The first remarkable aspect is related to the mobility assessment performed by the clinician by means of the Tinetti test. Subjects from both groups registered the highest score in the gait evaluation (12), without evidences of abnormalities regarding the test criteria. It is in the balance aspect where the clinician slightly reduces the score of each older adult, the group is characterized with a value of 13.2 ± 1.38 out of 16.

The Tinetti test is a suitable performance-oriented mobility assessment tool for the early detection of fall risk [25]. Moreover, it is also useful to estimate the prevalence of frailty if it is complemented by other indicators from functional, nutritional, cognitive, and social domains [8]. However, it has a subjective nature and depends on the judgement of the clinician, which prevents that small differences in the gait patterns (not visible with a naked eye) may be measurable.

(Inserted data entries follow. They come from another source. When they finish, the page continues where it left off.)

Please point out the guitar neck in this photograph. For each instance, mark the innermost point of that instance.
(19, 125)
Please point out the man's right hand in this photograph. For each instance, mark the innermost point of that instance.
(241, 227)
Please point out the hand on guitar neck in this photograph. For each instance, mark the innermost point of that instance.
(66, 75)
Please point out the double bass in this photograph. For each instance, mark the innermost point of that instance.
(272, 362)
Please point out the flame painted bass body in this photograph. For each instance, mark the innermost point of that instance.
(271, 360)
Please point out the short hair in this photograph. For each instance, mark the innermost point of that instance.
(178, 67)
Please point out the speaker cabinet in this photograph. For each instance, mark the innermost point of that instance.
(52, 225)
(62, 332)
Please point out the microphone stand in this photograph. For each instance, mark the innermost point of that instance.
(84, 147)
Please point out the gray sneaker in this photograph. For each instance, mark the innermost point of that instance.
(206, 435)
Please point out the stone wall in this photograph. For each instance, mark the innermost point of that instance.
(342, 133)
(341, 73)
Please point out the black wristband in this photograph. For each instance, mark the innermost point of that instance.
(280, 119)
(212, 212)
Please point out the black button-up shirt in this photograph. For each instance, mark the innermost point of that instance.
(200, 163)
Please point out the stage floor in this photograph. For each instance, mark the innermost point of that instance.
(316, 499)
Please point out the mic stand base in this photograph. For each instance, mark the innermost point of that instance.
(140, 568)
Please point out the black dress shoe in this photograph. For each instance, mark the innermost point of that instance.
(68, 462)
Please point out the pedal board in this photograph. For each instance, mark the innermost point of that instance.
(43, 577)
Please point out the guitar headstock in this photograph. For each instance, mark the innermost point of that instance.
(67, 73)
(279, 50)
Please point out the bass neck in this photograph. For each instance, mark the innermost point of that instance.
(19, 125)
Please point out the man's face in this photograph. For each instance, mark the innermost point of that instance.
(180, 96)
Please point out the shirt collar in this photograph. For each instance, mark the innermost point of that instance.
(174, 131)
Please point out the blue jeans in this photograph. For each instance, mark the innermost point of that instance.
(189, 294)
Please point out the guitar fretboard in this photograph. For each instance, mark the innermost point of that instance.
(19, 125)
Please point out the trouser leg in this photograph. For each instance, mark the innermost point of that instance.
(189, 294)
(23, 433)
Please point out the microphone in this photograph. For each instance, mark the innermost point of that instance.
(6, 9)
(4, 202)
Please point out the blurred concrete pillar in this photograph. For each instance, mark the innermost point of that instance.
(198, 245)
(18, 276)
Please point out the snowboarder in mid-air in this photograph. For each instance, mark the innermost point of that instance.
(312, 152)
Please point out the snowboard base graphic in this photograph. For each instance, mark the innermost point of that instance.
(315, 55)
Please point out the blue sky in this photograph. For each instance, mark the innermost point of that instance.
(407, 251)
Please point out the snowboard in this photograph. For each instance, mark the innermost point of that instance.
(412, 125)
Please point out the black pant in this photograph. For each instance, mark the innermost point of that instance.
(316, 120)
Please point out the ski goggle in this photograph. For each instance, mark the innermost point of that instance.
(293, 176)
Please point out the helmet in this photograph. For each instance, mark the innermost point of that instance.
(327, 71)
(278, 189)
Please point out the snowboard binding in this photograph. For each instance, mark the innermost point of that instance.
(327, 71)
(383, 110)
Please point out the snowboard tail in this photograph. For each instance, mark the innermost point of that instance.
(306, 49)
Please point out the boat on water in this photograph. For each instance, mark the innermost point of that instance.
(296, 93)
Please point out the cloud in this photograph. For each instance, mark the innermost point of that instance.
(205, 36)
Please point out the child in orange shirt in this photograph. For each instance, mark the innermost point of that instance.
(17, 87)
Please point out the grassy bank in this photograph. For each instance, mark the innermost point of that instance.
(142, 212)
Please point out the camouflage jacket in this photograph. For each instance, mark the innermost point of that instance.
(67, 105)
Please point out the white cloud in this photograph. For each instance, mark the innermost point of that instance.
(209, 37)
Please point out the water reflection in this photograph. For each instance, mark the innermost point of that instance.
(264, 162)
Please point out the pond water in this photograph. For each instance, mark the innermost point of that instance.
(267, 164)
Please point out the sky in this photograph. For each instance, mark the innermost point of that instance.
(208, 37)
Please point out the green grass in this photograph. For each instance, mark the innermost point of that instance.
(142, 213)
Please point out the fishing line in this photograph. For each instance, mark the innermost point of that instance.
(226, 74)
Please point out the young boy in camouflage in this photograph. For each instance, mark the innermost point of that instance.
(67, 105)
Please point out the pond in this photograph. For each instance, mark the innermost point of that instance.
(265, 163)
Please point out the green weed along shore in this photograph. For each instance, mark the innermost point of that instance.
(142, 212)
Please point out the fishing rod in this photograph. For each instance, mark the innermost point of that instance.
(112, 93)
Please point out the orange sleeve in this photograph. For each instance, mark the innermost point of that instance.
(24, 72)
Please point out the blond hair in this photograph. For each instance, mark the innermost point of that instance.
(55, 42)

In view of the results of the QGA performed using the waist-mounted single accelerometer, there are differences in the gait patterns between the groups that were not captured by the test. The average cadence of the pre-frail group (100.75 ± 10.30 steps/minute) is slightly higher than that of the young adults (93.66 ± 5.77 steps/minute). This, combined with higher double support phases and a reduced single support results in shorter steps and slower walking speeds. The mean swing percentage is also lower (37.66 % ± 5.03) than in the young adult group, while the stance phase increases. Because of higher cadence, step and stride times have less duration. Furthermore, the coefficient of variation indicates greater variability in step and strides in the older adults, specially in the step time (8.54 % ± 3.94). Finally, the average asymmetry between consecutive steps in the elders is approximately the double (6.76 % ± 6.21) than in the young adult group (3.59 % ± 3.87).

Conclusion

In this study, gait events were estimated from trunk acceleration signals acquired by the built-in tri-axial accelerometer in a mobile phone. A novel algorithm to identify peaks that correspond to HS and TO events based on scale-space filtering using Gaussian kernels is presented, this procedure is expected to contribute in the design of wearable and mobile technologies for QGA based on a single accelerometer.

The protocol conducted shows that the system is capable of distinguishing differences in gait patterns better than an observational method as the Tinetti test.

As future enhancements, the identification of right or left gait events is expected to be determined from the direction of medio-lateral acceleration. Spatial parameters, such as step length or walking speed should be also incorporated to improve the quantitative analysis. Moreover, it is important to investigate the system’s applicability in areas such as ambulatory rehabilitation, in-home gait assessment and long-term gait monitoring.